I learn from my students every day. I learn about the pain of learning and the joy of growth. I learn about the similarities and differences between and among people. I learn about some of the ways to make mistakes and the infinite patterns it is possible to see in the chaos of marks on the page and sounds in the air. I learn about boredom and confidence, fear and trust. I learn about math.
Now that my semester is almost over, I have realized that my students taught me that I love math more than I thought I did. They showed me by reflecting my own excitement for the ideas as I try to express them. They said things this semester like: “You should see the look on your face!” or “I can’t believe he gets that happy about math”; or “How can you like this so much?” When they said such things, I shrugged it off as acting; I told myself it’s a role I intentionally play in the classroom. The theory is that if I can infuse enough energy into the subject, the students might absorb some of it and do more work—work being one of the fundamental elements upon which learning is built.
The more I thought about it though—the more I explored my motivations and thought about my limitations—the more I realized I’m not that good an actor. No, if I’m projecting that kind of passion for math, it’s mostly because I really feel it.
So, this semester my students have taught me more about why I teach math rather than some other subject. I teach math because I love the way it fits together, the elegance and beauty of the thing. It is a powerful story that leads me to feel an interconnectedness in the world and that I am getting a glimpse of those connections, of the world’s mysteries. It’s funny, too, because intellectually I believe this feeling is an illusion, that these mysteries are not mysteries at all; in fact, I believe the universe is random and the connections we create are purely comforting stories we tell ourselves. But they are very satisfying stories. Compelling, alluring—the promise of revealing the underpinnings of “reality” is so powerful that it doesn’t matter how much math speaks to any actually “reality.”

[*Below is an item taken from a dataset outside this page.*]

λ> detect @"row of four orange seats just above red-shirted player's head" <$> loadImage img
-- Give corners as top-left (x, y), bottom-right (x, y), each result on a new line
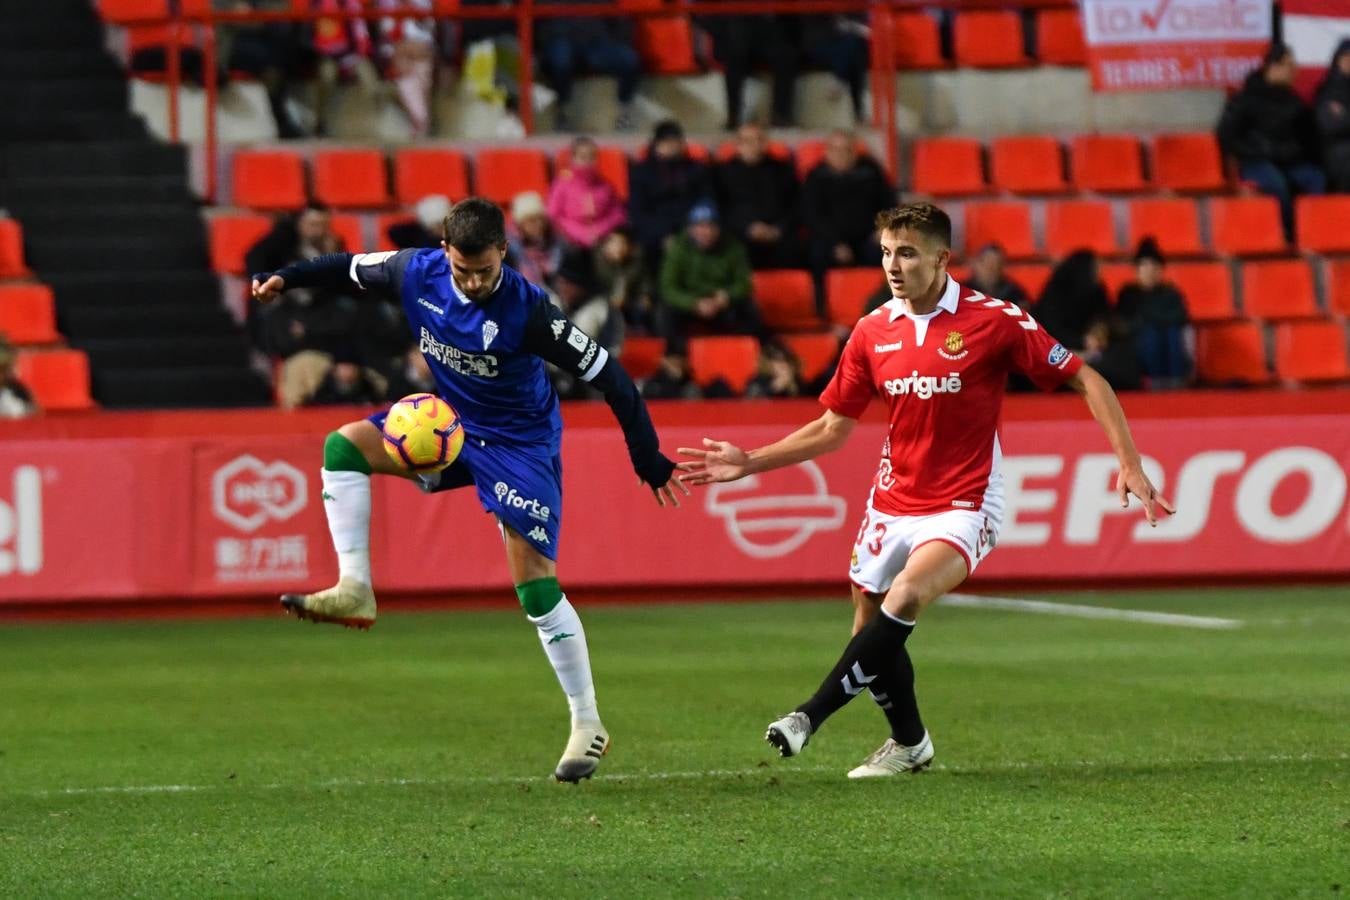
top-left (913, 132), bottom-right (1229, 197)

Math gives me this feeling partly because of the way that, once we choose some simple assumptions (e.g., once we decide that (-1)(-1) = 1, and not -1 or anything else), math takes us on a journey of finding consequences of our assumptions. The path can lead to unusual and even startling results. We start by creating simple numbers because of the need to count objects in the world, an act that is descriptive and useful (we wouldn’t want to leave one of the group of children behind at the zoo, would we?). Before long we see the need to create negative integers and then suddenly we need the square root of negative one. Math took us there and showed us how to deal with this strange object, seemingly so far away from one, two, or three, yet also descriptive and useful in the world.
My students reminded me that math is a powerful story because we make it and because it does work in the world. Math is powerful, not because it probes the mysteries of the universe, but because we believe it probes the mysteries of the universe.